بسم الله الرحمن الرحيم
السلام عليكم ورحمة الله وبركاته
الحمد لله رب العالمين، حمداً كثيراً طيباً مباركاً فيه كما يحب ربنا ويرضى، وأشهد أن لا إله إلا الله وحده لا شريك له، وأشهد أن محمداً عبده ورسوله. أما بعد.
إخواني sekalian, para pemerhati Roja TV, pendengar di Radio Roja, dan seluruh kaum muslimin yang mengikuti pengajian malam hari ini. Semoga الله عز وجل menguatkan hati kita, menunjuki kita ke jalan yang benar, terutama dalam menghadapi fitnah, godaan, syahwat, maupun syubhat. Kadang orang sudah belajar, kadang orang sudah beriman, akan tetapi goyah menghadapi pemikiran atau ajakan hawa nafsu. Sehingga, seorang perlu selalu meminta kepada الله agar diperkuat dan diperbaharui keimanan serta kekuatan hatinya.
Sebagaimana النبي صلى الله عليه وسلم menyatakan, “إِنَّ الْإِيمَانَ لَيَخْلَقُ فِي جَوْفِ أَحَدِكُمْ كَمَا يَخْلَقُ الثَّوْبُ” (Sesungguhnya iman di hati kalian bisa usang seperti baju yang lama dipakai). “فَاسْأَلُوا اللهَ أَنْ يُجَدِّدَ الْإِيمَانَ فِي قُلُوبِكُمْ” (Maka mintalah kepada Allah agar Allah memperbaharui keimanan kalian), artinya menguatkan.
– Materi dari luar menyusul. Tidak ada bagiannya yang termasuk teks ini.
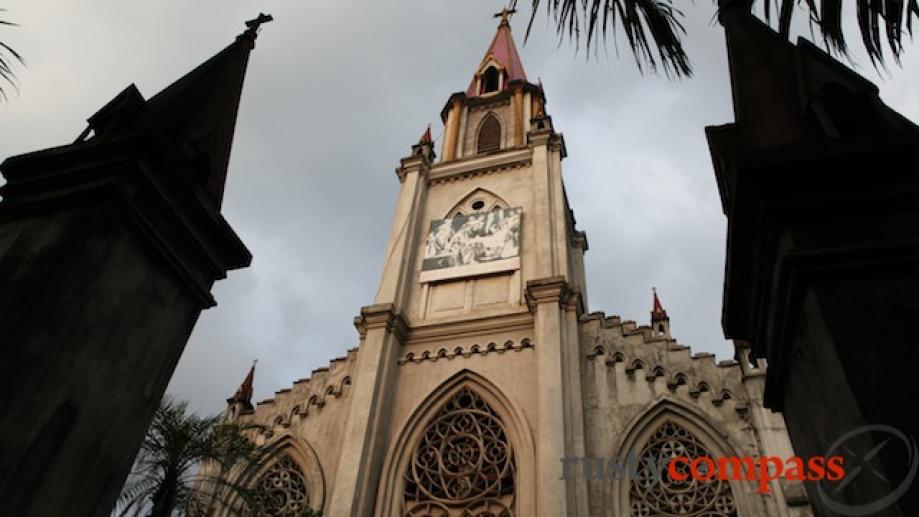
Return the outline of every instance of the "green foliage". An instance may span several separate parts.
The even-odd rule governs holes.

Dulu, para السلف (salaf) mereka saling mengingatkan. Mereka mengatakan, “تَعَالَوْا نُؤْمِنُ سَاعَةً” (Ayo kita beriman sejenak). Maka sebagian mereka mengatakan, “أَوَلَسْنَا بِمُؤْمِنِينَ؟” (Bukankah kita sudah beriman?). (Yang lain menjawab), “بَلَى، وَلَكِنْ نَذْكُرُ اللهَ فَنَزْدَادُ إِيمَانًا” (Iya, kita ingin mengingat Allah agar kita bisa bertambah kuat imannya). Kadang kita betul-betul membutuhkan itu. Ketika membaca kitab para العلماء (ulama), mengerti bagaimana keteladanan para السلف, kita baru tahu bahwa ternyata dulu pernah kita yakini itu. Akan tetapi, justru karena berubah-rubahnya kondisi, lingkungan, dan komunitas, kadang kita goyah. Maka kita meminta kepada الله agar kita bisa kokoh dalam kondisi السنة (sunnah) dan istiqomah.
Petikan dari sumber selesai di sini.